Extrait du livre du Dr Pradier, Mécanique Equestre et Equitation
« Description
Le cheval à la poursuite d’un contact qui se dérobe progressivement sans se rompre jamais, étend son encolure vers le bas et vers l’avant, ouvre corrélativement son angle tête-encolure, sans modification de la cadence de l’allure dans laquelle il se déplace. Le mouvement peut aller ainsi jusqu’à la plus grande extension de l’encolure, le bout du nez étant alors près du sol.
L’exercice, pour être mécaniquement juste, conforme à l’harmonie musculaire locomotrice, impose que le chanfrein reste, bien entendu, toujours au delà de la verticale, que l’ouverture de l’angle tête-encolure et l’amplitude de l’allure évoluent harmonieusement avec l’extension, que le contact avec la main reste effectif et sans augmentation, que la cadence soit celle des allures ordinaires que nous avons définies. »
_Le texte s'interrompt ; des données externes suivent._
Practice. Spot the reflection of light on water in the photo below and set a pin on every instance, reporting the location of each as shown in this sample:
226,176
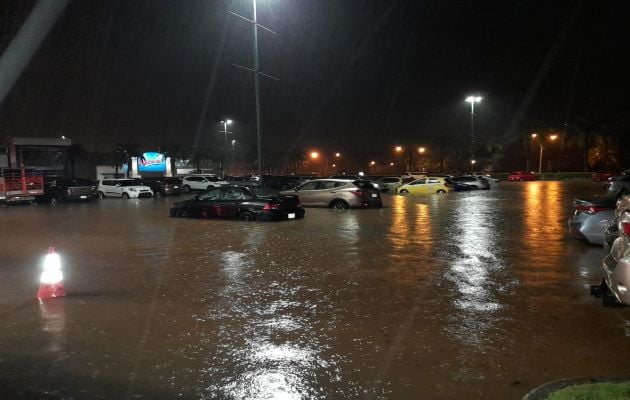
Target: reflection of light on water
265,337
406,233
474,268
543,234
53,315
« Mode d’action de l’extension d’encolure
L’extension d’encolure va se traduire par une surchage de l’avant-main, et allégement correspondant de l’arrière-main. Elle met provisoirement le cheval sur les épaules. Pour retrouver équilibre et locomotion, le cheval est dans l’obligation de prendre une attitude extrême et de faire travailler tous les muscles qui assurent sustentation et motricité d’une manière évidemment paroxystique. c’est cette gymnastique qui est le but de l’extension d’encolure. »(…)
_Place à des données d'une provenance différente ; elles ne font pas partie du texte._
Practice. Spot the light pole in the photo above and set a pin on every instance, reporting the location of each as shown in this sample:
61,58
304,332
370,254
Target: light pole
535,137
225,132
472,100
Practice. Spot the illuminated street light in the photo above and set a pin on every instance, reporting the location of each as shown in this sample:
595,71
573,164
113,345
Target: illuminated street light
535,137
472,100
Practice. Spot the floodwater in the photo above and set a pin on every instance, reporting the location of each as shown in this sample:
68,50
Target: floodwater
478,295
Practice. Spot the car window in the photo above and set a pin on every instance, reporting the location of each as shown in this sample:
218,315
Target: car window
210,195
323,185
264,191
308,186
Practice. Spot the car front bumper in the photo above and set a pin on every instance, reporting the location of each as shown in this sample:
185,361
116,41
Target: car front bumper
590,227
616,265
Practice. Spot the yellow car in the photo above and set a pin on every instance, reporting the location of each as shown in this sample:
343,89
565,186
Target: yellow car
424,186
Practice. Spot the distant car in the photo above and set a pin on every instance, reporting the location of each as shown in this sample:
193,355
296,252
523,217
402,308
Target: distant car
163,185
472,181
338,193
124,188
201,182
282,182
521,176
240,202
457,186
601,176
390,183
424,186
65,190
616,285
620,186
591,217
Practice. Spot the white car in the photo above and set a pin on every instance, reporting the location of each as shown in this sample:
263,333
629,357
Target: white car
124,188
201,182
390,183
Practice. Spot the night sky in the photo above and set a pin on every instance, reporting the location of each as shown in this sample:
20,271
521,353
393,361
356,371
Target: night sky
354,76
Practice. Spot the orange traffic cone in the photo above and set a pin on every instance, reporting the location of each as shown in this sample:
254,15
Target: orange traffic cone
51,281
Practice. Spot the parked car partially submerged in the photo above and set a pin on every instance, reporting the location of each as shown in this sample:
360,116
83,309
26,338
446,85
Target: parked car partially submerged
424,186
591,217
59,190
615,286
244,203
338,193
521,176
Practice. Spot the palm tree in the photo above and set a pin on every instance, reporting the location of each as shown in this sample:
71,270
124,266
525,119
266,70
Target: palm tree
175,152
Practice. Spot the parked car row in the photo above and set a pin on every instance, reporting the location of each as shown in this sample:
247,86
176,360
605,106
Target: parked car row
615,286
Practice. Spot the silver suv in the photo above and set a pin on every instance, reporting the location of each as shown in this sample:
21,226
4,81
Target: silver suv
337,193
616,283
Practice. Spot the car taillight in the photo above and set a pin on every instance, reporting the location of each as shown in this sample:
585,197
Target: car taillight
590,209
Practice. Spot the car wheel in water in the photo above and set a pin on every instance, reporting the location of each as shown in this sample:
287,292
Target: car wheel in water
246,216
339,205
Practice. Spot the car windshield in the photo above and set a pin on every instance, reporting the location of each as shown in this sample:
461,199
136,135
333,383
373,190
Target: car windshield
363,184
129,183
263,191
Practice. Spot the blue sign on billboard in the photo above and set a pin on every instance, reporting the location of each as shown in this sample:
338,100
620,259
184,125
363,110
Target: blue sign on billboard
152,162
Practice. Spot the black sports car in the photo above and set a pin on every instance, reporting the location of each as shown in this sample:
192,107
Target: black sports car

« L’action recherchée de l’extension d’encolure est la gymnastique faite par le cheval pour retrouver équilibre et locomotion dans le cadre contraignant d’une attitude imposée qui le déséquilibre à l’origine. Ce n’est qu’une optimisation de la locomotion, des allures naturelles, faite par le cheval lui-même dans ce cadre. En d’autres termes, le retour à l’équilibre, le grandissement, le voussement du dos, l’engagement ne sont pas l’oeuvre du cavalier, il ne fabrique pas le cheval entre mains et jambes, il ne le pousse pas pour le forcer à s’engager, il ne cherche pas à le remonter périodiquement pour le faire redescendre ensuite dans un contact accru, il se contente d’exiger l’attitude et de régler la cadence et l’activité, étant le plus neutre et le plus discret possible, en particulier dans son assiette, pour permettre à l’alchimie de se faire progressivement.
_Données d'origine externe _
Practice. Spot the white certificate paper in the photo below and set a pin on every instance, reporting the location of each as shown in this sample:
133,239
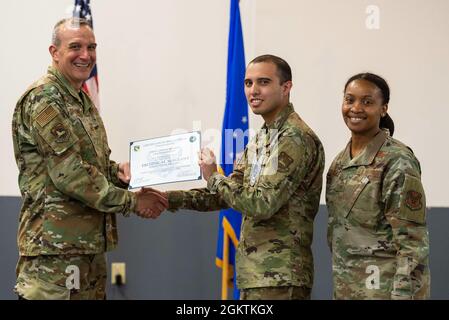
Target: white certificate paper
165,159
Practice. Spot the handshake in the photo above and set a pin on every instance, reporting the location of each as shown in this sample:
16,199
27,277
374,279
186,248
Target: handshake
151,203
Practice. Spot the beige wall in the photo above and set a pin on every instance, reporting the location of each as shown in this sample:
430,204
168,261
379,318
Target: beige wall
162,66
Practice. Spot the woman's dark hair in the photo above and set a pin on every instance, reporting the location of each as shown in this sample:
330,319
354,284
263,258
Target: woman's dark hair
386,121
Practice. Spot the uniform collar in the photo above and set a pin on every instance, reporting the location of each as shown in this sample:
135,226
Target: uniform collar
80,96
367,156
280,119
Vouloir pousser le cheval sur la main dans cette attitude, dans le but louable de lui vousser le dos, et de réduire « la longueur de ses dessous » est un autre procédé qui n’a rien de commun avec l’exercice appelé extension d’encolure et qui ne présente à peu près que des défauts : intervention intempestive dans la locomotion, cession prématurée de la mâchoire et de la nuque, de plus, dans une attitude basse menant au ramené outré, diminution de l’amplitude des allures, etc… »

* Croquis tiré du livre « Mécanique équestre et équitation » Dr P.Pradier, Belin édit.